The rhythmic structure of the film is less like a traditional mystery and more of a dreamlike sleepwalk through L.A., a city brought to life by cinematographer Vilmos Zsigmond. Altman was obsessed with using naturalistic lighting to reflect the warm glow of Hollywood’s allure, and when coupled with the texture of the film grain, it imbues The Long Goodbye with a hypnotic quality. Both Altman and Zsigmond were adamant about keeping the camera in perpetual motion, mesmerizing audiences into a voyeuristic perspective where, like Marlowe, they’re constantly trying to get a peek into a blinding world of stars that isn’t quite meant for them.
Eventually, that world seeks out the P.I. on its own, as fate brings him into the orbit of Terry’s former neighbors: Eileen Wade (Nina van Pallandt), a secretive and withdrawn socialite who tasks him with finding her husband, a depressed alcoholic novelist named Roger (Sterling Hayden). In both the movie and the novel, Roger Wade is a reflection of Chandler himself. His struggles with alcoholism and the volatile domestic relationship between Roger and Eileen speak to how devastated the author was by the passing of his own wife.

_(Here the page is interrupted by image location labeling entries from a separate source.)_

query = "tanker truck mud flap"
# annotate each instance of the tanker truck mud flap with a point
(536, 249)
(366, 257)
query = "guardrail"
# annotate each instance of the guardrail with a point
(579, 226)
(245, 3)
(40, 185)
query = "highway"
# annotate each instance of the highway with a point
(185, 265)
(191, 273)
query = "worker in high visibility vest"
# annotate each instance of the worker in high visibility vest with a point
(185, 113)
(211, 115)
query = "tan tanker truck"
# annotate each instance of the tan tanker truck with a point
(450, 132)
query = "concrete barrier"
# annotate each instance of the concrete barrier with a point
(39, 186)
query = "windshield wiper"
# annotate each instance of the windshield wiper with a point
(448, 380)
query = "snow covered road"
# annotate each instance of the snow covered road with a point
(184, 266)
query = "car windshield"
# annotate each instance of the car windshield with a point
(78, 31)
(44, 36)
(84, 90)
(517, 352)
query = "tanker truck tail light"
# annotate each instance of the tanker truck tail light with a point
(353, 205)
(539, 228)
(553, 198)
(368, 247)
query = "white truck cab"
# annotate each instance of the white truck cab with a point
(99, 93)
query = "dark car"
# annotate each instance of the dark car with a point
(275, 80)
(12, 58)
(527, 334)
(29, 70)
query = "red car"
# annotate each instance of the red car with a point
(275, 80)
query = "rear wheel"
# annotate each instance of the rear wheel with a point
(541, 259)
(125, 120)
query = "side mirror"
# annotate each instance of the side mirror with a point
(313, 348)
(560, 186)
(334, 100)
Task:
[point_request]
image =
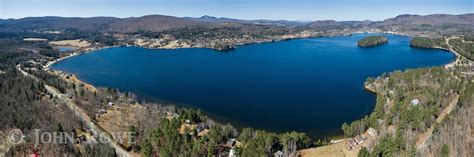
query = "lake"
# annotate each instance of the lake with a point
(307, 85)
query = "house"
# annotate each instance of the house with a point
(372, 132)
(200, 127)
(278, 154)
(358, 139)
(102, 111)
(351, 143)
(187, 121)
(232, 153)
(414, 102)
(231, 142)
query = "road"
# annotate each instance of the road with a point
(79, 112)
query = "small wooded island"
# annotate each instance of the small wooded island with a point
(372, 41)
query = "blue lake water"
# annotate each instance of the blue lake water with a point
(307, 85)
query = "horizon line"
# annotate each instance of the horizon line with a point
(124, 17)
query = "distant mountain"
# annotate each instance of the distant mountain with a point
(434, 19)
(156, 23)
(405, 21)
(152, 23)
(331, 24)
(213, 19)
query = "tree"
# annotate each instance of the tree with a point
(445, 151)
(363, 152)
(147, 149)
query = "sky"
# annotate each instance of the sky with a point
(303, 10)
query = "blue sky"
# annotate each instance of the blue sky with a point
(243, 9)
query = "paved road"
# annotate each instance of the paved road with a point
(79, 112)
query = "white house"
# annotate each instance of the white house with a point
(414, 102)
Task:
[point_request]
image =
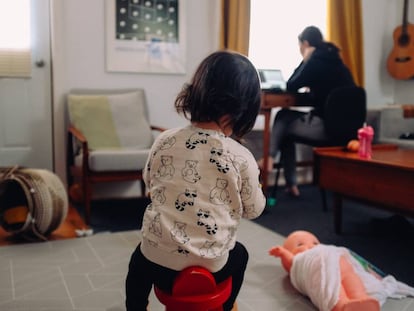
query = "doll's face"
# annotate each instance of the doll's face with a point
(300, 241)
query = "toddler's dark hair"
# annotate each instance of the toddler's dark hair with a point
(313, 35)
(225, 83)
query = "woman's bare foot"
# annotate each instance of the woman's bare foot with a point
(270, 163)
(293, 190)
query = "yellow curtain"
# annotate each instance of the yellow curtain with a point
(344, 28)
(235, 25)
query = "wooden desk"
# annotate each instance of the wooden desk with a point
(269, 101)
(386, 180)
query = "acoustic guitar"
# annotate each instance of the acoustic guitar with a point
(400, 62)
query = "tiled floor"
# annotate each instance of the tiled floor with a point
(87, 274)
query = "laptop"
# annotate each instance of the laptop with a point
(272, 80)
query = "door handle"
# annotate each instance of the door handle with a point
(40, 63)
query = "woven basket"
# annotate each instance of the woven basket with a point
(33, 202)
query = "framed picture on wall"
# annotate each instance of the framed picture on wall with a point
(145, 36)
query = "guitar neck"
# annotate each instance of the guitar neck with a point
(405, 17)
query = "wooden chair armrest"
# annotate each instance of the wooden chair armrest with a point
(77, 134)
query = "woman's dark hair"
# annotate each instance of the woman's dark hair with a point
(311, 34)
(225, 83)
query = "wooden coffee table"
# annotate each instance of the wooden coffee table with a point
(385, 181)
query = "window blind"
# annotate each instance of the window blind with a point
(15, 63)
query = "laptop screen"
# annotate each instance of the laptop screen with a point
(272, 79)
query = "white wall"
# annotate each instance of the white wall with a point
(79, 58)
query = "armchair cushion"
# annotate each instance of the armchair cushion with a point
(90, 112)
(125, 159)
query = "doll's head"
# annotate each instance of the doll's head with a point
(300, 241)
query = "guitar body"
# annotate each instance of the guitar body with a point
(400, 62)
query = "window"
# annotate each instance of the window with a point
(15, 54)
(274, 29)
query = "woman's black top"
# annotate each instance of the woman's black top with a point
(323, 72)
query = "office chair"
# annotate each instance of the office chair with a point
(345, 112)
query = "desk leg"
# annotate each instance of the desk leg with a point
(266, 142)
(337, 198)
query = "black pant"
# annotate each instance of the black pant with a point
(142, 274)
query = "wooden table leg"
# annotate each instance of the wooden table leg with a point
(337, 198)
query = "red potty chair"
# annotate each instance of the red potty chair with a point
(195, 289)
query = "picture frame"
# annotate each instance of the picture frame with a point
(145, 36)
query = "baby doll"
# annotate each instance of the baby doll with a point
(326, 274)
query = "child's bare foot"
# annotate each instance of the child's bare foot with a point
(366, 304)
(293, 190)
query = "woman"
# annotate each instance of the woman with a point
(320, 71)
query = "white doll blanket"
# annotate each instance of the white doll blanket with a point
(315, 273)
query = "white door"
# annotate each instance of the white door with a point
(25, 103)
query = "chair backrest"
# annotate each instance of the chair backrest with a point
(345, 113)
(111, 118)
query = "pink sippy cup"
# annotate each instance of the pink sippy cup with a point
(365, 136)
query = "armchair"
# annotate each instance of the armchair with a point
(108, 139)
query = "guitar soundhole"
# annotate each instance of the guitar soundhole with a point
(402, 59)
(404, 39)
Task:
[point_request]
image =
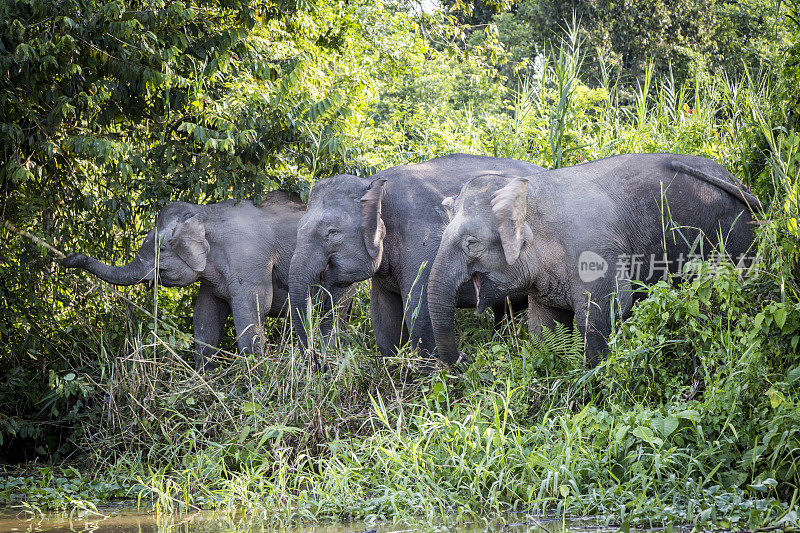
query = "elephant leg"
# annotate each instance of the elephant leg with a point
(210, 313)
(386, 311)
(596, 310)
(248, 317)
(544, 316)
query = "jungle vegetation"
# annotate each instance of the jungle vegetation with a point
(112, 108)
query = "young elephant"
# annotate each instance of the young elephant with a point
(575, 238)
(384, 227)
(239, 252)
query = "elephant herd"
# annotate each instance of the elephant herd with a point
(573, 244)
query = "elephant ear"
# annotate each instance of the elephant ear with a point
(447, 207)
(509, 206)
(371, 221)
(190, 244)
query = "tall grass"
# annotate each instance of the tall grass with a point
(692, 419)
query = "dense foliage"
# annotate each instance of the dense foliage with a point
(113, 108)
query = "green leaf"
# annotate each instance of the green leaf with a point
(251, 408)
(780, 316)
(671, 423)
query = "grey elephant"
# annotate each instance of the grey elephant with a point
(386, 227)
(577, 239)
(238, 251)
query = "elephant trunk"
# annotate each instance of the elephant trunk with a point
(448, 274)
(137, 271)
(303, 273)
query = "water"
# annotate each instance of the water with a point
(133, 521)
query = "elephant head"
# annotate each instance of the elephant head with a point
(486, 242)
(177, 245)
(339, 242)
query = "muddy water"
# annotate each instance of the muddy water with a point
(122, 521)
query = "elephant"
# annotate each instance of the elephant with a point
(238, 251)
(386, 227)
(557, 235)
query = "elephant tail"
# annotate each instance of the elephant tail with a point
(737, 189)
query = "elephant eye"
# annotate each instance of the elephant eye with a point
(473, 246)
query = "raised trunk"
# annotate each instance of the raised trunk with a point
(447, 276)
(134, 272)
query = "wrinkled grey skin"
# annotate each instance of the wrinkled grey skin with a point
(511, 235)
(238, 252)
(383, 227)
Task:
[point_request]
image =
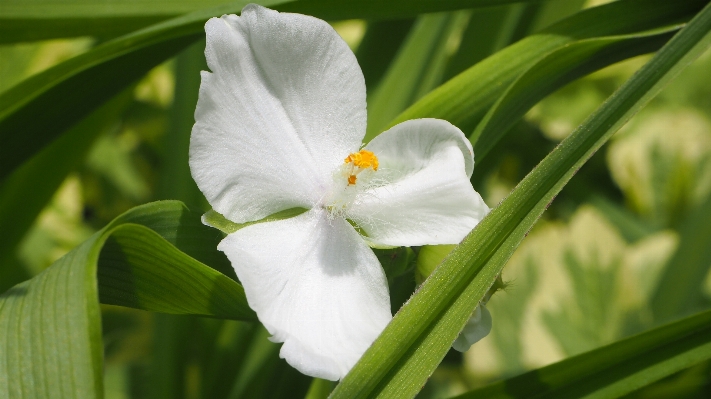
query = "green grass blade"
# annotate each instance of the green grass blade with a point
(464, 99)
(50, 331)
(26, 192)
(40, 20)
(613, 370)
(51, 334)
(554, 71)
(68, 92)
(139, 269)
(423, 51)
(409, 349)
(681, 283)
(379, 46)
(488, 31)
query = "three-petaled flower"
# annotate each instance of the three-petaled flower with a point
(279, 124)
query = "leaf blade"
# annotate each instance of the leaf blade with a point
(407, 352)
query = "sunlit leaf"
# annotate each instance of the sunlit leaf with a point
(407, 352)
(613, 370)
(50, 324)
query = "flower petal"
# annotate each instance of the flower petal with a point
(316, 286)
(478, 326)
(424, 195)
(284, 105)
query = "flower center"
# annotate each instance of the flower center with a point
(358, 162)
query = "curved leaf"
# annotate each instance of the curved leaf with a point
(25, 193)
(412, 345)
(68, 92)
(555, 70)
(613, 370)
(464, 99)
(22, 20)
(50, 324)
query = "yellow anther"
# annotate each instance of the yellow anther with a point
(363, 159)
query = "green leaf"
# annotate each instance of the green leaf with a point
(555, 70)
(379, 46)
(613, 370)
(68, 92)
(412, 345)
(37, 20)
(50, 324)
(488, 31)
(25, 193)
(681, 284)
(415, 71)
(216, 220)
(465, 99)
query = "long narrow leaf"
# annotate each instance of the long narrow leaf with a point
(465, 99)
(68, 92)
(613, 370)
(407, 352)
(33, 20)
(554, 71)
(50, 324)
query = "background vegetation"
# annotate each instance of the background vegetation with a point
(96, 107)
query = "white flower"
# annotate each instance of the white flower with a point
(279, 125)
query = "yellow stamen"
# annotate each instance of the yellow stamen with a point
(360, 161)
(363, 159)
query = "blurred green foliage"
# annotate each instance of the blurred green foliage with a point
(592, 272)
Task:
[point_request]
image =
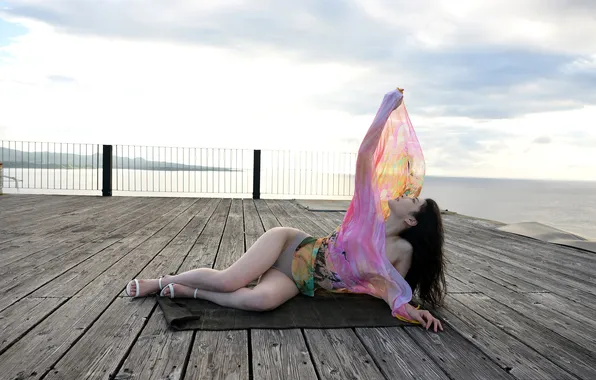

The Wades are perhaps the most potent representation of Altman’s critique of the charade of fame, and there’s a tragic callousness to the way that Roger’s demons are taken advantage of by everyone around him.
Similarly, Marlowe’s stubborn dedication to Lennox’s innocence is severely tested when he discovers that the man had been working as a money runner for sadistic local gangster Marty Augustine (Mark Rydell). Augustine’s quiet authority and eloquent charm are initially played for comedic effect, but it doesn’t take long before Altman reminds us that the real world is filled with simultaneous humor and horror. In the film’s most chilling scene, Augustine shatters a Coke bottle against a young woman’s face just to prove a point. It’s remarkable how casually cruel it is, and it’s a perfect microcosm of the moral perversity encircling Los Angeles like a sinister haze.
At every turn, Marlowe’s dogged pursuit of the truth of Sylvia’s murder is obscured by people who seem fundamentally disinterested in the answer. The officers formally investigating the crime are content with accepting Terry’s sudden suicide as the end of the case, and Altman is adamant in showing contemporary policing as a structure of incompetence and authoritarian suppression. The idea of “finding justice” in a city as fundamentally unjust as ’70s L.A. is a joke that everyone except Marlowe seems to be in on.
Yet for as much grief as he stumbles into, Marlowe’s rigid sense of right and wrong makes him the unlikely hero. When he returns to Tijuana and discovers that Terry faked his death to get away with the murder of his wife, we expect his disappointment, we expect his pain, and we expect him to feel betrayed. What we don’t expect is for him to pull out a pistol and shoot Lennox dead. While many have decried the ending as extremely out-of-character for Chandler’s detective, it’s in the explosive finality of those last moments that Robert Altman’s appreciation for the character becomes clear. When justice has been rendered meaningless by a corrupt society, it’s our responsibility to meet deception head-on and cut through to the truth with the brazen finesse of a smoking gun.